東北電力・地震停止した女川原発についての報告書

東北電力・地震停止した女川原発についての報告書

 8月16日の宮城県沖地震(マグニチュード7.2)で女川原発の3基の原子炉が自動停止したことに関連して、11月25日に東北電力は「女川原子力発電所における宮城県沖の地震時に取得されたデータの分析・評価および耐震安全性評価について」と題する報告書を原子力安全・保安院に提出した。
www.tohoku-epco.co.jp/whats/news/2005/51125a1.htm

 これは、8月16日の宮城県沖地震で、はぎとり波の解析の結果、最大加速度が設計用地震動S1(弾性設計用)を上回ったうえに、岩盤の応答スペクトルが短周期側の広い範囲で設計用地震動S2(塑性変形評価用)の応答スペクトルを超えたことについて、9月2日に保安院が出した指示に対する東北電力からの回答の第一段にあたる。

 報告書では、応答スペクトルがS2を超えたことに対する要因分析のほか、いくつかの模擬地震動を作成し、女川2号炉(沸騰水型炉、82.5万キロワット)の建屋や機器の耐震性評価を行なっている。

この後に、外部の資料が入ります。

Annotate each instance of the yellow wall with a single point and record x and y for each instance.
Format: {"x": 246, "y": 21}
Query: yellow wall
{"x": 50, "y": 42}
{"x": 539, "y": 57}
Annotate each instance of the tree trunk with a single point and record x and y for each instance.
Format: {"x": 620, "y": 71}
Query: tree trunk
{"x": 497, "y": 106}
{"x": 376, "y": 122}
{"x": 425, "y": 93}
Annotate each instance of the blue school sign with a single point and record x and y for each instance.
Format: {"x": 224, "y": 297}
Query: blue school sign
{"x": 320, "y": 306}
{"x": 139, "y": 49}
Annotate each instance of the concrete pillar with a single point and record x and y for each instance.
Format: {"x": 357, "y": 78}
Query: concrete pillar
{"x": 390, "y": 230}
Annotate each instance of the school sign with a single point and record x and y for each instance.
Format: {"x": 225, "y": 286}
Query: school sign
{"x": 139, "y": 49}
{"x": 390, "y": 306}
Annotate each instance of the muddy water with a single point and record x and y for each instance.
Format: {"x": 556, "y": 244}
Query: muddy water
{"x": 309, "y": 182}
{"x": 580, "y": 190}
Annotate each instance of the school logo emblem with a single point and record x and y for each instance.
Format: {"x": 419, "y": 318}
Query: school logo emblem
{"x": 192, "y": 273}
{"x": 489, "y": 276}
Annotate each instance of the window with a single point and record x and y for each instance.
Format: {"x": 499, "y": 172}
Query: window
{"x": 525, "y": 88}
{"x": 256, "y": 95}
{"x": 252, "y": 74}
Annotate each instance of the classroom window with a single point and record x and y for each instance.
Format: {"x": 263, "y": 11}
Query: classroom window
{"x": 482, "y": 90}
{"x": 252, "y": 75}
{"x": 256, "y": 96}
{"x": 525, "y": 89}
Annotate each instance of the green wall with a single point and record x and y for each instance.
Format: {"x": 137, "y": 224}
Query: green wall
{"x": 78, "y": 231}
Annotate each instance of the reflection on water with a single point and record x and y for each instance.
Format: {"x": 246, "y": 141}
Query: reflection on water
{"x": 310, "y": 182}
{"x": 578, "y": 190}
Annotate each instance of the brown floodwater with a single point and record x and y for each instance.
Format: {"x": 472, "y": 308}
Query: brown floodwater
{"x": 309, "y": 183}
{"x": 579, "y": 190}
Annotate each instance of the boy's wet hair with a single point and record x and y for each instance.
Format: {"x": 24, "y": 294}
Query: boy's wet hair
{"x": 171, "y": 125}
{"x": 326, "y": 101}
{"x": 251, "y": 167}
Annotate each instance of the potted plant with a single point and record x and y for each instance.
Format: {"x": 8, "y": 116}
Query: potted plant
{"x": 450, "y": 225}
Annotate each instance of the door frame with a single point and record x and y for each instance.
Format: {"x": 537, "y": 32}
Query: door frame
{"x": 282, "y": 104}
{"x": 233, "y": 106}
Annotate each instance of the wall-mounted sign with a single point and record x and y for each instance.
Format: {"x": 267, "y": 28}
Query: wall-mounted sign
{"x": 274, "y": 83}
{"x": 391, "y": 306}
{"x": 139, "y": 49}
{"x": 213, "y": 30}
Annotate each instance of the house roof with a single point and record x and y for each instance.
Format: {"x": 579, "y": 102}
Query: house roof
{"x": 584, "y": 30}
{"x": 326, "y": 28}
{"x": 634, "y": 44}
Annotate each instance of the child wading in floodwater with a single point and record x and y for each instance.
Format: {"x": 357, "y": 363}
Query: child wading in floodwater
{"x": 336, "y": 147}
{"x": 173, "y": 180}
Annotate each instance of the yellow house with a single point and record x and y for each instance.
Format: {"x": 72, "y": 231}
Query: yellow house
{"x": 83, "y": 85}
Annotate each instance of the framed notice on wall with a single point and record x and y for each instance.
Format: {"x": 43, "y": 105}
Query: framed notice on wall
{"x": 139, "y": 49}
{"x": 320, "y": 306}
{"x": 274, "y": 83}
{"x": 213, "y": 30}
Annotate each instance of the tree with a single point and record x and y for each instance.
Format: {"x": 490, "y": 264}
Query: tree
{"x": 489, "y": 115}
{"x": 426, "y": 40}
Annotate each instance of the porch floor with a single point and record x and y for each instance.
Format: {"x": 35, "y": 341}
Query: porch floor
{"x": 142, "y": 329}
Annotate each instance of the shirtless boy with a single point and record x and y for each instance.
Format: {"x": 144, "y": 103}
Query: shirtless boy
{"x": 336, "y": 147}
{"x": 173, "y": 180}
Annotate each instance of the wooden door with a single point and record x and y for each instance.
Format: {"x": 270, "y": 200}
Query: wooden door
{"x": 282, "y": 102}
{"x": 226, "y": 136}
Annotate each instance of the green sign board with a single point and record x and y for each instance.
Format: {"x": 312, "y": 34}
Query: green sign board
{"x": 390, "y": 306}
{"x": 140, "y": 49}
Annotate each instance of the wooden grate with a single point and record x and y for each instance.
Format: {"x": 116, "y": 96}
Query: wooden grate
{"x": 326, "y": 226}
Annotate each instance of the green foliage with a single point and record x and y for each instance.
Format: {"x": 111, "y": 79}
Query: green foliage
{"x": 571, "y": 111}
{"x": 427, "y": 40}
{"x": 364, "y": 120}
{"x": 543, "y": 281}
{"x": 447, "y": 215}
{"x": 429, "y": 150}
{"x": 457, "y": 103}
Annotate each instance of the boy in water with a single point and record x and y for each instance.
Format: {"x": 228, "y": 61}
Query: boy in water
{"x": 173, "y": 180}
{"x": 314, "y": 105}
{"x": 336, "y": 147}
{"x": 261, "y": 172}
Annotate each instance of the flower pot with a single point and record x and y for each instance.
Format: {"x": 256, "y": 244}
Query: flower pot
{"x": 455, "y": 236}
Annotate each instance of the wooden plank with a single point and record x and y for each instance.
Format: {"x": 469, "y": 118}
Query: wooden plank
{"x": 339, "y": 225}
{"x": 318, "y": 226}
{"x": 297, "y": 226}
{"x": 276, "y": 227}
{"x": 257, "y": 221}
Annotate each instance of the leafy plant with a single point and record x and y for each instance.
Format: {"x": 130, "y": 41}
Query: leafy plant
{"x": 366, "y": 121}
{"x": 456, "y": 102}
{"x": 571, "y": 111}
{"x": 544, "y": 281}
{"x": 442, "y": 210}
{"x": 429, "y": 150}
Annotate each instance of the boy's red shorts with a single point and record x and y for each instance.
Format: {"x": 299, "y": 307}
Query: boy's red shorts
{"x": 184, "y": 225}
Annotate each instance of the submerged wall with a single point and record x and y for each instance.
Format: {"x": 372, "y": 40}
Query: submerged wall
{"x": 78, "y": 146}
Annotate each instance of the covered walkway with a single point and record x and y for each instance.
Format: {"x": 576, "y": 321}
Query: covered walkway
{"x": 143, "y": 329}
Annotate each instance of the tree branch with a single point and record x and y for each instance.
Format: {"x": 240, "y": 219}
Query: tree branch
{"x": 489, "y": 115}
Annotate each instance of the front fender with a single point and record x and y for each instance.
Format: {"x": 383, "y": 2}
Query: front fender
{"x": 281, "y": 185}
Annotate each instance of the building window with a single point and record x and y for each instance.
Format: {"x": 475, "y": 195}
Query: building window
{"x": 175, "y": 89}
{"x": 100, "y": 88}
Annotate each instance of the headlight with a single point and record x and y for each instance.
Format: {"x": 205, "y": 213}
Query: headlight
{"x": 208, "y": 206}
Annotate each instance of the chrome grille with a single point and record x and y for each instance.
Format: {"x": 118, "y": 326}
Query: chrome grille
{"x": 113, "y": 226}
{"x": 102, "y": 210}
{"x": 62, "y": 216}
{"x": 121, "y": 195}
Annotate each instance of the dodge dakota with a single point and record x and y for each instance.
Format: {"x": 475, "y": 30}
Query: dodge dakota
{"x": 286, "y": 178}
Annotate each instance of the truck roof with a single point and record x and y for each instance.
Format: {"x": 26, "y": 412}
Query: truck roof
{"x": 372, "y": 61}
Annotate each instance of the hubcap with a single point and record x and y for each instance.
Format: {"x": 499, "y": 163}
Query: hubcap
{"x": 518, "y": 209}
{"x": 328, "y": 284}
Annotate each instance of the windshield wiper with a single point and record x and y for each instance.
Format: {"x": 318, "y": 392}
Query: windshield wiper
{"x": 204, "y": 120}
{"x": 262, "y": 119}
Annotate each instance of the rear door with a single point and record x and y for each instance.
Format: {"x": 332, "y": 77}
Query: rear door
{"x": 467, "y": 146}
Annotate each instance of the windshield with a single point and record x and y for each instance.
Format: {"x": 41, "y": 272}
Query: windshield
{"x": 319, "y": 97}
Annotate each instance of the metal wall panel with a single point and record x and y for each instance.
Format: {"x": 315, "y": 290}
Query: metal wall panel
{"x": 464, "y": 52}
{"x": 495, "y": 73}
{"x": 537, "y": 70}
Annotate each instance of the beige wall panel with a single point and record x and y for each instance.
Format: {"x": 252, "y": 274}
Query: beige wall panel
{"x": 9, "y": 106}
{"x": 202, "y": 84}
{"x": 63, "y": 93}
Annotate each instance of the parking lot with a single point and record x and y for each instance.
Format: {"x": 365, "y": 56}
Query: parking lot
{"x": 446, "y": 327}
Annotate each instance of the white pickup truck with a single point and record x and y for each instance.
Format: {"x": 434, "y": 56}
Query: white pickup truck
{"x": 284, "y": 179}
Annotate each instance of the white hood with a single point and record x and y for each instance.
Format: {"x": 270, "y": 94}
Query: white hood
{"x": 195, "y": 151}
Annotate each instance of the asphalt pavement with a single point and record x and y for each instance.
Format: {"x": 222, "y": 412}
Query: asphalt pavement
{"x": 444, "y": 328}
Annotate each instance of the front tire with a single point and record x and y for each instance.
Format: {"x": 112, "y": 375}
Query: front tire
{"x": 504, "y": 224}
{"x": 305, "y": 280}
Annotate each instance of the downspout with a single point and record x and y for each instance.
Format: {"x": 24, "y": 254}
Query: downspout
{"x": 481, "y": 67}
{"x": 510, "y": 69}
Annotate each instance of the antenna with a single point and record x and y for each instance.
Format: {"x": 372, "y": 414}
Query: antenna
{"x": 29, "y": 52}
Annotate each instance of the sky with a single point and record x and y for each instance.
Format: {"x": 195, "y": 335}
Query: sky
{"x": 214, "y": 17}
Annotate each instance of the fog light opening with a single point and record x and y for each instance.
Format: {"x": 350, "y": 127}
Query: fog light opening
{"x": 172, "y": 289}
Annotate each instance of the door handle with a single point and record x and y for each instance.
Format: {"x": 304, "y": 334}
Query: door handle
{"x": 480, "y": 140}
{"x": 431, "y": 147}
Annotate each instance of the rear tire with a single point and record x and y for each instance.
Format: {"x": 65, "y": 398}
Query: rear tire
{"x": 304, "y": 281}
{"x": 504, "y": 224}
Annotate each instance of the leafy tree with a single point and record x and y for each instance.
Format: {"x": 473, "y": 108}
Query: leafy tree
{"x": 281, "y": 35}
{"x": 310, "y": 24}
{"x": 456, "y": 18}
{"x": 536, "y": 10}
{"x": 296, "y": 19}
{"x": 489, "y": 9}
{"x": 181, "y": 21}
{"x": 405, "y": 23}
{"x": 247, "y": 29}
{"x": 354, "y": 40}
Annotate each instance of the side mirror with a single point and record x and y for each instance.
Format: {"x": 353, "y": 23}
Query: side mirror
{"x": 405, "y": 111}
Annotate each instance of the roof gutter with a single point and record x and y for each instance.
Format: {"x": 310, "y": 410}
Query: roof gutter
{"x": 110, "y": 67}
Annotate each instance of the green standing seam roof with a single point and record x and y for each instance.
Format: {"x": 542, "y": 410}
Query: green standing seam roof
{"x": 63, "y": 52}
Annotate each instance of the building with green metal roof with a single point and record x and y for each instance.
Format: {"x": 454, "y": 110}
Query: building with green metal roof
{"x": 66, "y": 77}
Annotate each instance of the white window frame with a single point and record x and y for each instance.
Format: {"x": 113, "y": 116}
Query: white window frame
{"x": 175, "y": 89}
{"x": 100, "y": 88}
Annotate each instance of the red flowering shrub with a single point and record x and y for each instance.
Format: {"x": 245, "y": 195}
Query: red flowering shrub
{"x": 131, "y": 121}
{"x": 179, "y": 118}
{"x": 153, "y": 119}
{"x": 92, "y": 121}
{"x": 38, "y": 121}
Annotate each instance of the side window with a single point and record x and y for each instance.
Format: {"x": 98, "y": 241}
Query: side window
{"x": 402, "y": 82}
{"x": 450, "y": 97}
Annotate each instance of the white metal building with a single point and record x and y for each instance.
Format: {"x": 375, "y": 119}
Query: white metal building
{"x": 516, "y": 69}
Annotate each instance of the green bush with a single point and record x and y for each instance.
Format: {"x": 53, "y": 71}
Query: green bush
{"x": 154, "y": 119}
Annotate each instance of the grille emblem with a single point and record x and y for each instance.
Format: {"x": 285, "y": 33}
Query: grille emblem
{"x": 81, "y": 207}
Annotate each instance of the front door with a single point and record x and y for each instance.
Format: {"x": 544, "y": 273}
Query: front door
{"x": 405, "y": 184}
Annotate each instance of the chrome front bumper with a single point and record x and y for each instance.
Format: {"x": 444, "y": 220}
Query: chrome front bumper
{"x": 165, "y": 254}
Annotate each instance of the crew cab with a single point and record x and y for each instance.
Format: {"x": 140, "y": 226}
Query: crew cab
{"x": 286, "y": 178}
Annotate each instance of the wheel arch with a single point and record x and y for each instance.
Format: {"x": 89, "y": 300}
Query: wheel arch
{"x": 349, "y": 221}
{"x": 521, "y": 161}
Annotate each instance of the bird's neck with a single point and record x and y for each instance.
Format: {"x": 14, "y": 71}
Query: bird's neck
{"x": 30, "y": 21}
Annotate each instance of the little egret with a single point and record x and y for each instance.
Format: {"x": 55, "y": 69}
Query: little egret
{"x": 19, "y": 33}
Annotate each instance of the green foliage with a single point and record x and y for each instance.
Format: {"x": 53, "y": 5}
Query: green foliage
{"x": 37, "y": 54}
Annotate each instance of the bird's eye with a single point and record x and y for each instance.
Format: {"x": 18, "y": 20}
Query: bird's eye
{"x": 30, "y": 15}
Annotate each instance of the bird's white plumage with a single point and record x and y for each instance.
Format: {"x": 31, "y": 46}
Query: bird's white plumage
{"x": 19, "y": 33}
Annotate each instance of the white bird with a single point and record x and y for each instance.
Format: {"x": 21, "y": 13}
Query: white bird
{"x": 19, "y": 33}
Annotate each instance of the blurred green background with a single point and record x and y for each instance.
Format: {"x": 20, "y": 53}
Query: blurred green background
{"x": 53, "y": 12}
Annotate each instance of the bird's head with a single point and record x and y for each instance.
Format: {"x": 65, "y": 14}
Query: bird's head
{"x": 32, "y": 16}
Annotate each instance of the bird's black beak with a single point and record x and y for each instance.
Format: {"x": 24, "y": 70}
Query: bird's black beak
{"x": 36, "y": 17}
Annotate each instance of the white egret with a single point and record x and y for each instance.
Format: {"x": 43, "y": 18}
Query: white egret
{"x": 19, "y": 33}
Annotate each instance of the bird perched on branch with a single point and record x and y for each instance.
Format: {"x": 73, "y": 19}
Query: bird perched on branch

今回起きた地震をS1作成時の考慮対象地震として、それを完全に包絡するS1地震動を作成し直して、機器での発生応力が弾性範囲にあるかどうか真っ先にチェックすべきだと思うのだが、東北電力はそれを避けている。

 「安全確認用地震動」という模擬地震動を作成し、この時発生する応力がS2に対応する許容応力値を超えなかったから安全だと東北電力は主張しているが、S1に対応する許容応力でみると原子炉圧力容器、再循環系配管、主蒸気系配管、残留熱除去系配管で大きく超えて、大きく変形することを意味している。上記のような意味でこれはむしろS1地震動に近いものであり、原発の使用を禁止とすべきであろう。

 また、上記の模擬地震動のうちスラブ内地震の地震動を作成する過程であきらかになったことだが、2003年5月26日宮城県沖地震(マグニチュード7.1)のはぎとり波の応答スペクトルが短周期側でS1およびS2の遠距離のものを超えており、S2の近距離のものにほとんど迫っていた。この地震では当時運転中の女川3号炉(沸騰水型炉、82.5万キロワット)が地震の揺れによって自動停止した。設計基準を超える地震が起きていたにもかかわらず、2年以上放置されていたことになる。

 保安院は提出された資料を総合資源エネルギー調査会原子力安全・保安部会の耐震・構造設計小委員会で検討した上で評価を下すとしていたが、12月22日に同小委員会(第3回)は東北電力の報告書を妥当とし、女川2号機から再開を認める判断を下した。

 安全審査で想定している地震を超える揺れが女川原発を襲ったことについて、東北電力も保安院も、その重大さを十分理解できていない(あるいは、あまりの深刻さに身動きがとれないのであろうか)。地震の想定の仕方自体にあやまりがあることが実証された8・16宮城県沖地震に対して、女川の地域固有の問題でしかないようにすませることには根拠がない。日本中の原発がこの不十分なやり方で審査されてきたのである。

 また、地震時に機器や配管などにかかる力について、許容基準以下であるから「安全は確保される」と判断しているが、はたしてそれで十分であろうか。弾性設計(S1地震動)においては、今回の地震で設計を上回る加速度が発生した。塑性変形評価(S2地震動)においては、剛構造とされている原発の機器・構造物への影響が大きいと考えられる固有周期(あるいは周波数)領域で、大きく想定がくずれた。本来ならこれをさらに上回る地震を想定しておかなけれ
ばならなかったのであるが、それが達成できていなかったのである。

 耐震・構造設計小委員会の議論では、これら安全審査にかかわることが全く議論されなかった。設計上想定されていないものに対して、安全性のお墨付きを与えるというのは、ダブルスタンダードもいいところであり、まったく合理性に欠けている。

 そして、上述のように、「安全性確認地震動」というものを作成してS2の基準で、機器などにかかる力を評価しているが、これは実際にはS1に近いものとして扱うべきである。ゆがんだり曲がったりしてはいけない機器・配管にたいして、裂けたり破れたりしていないから大丈夫だ、といっているようなものである。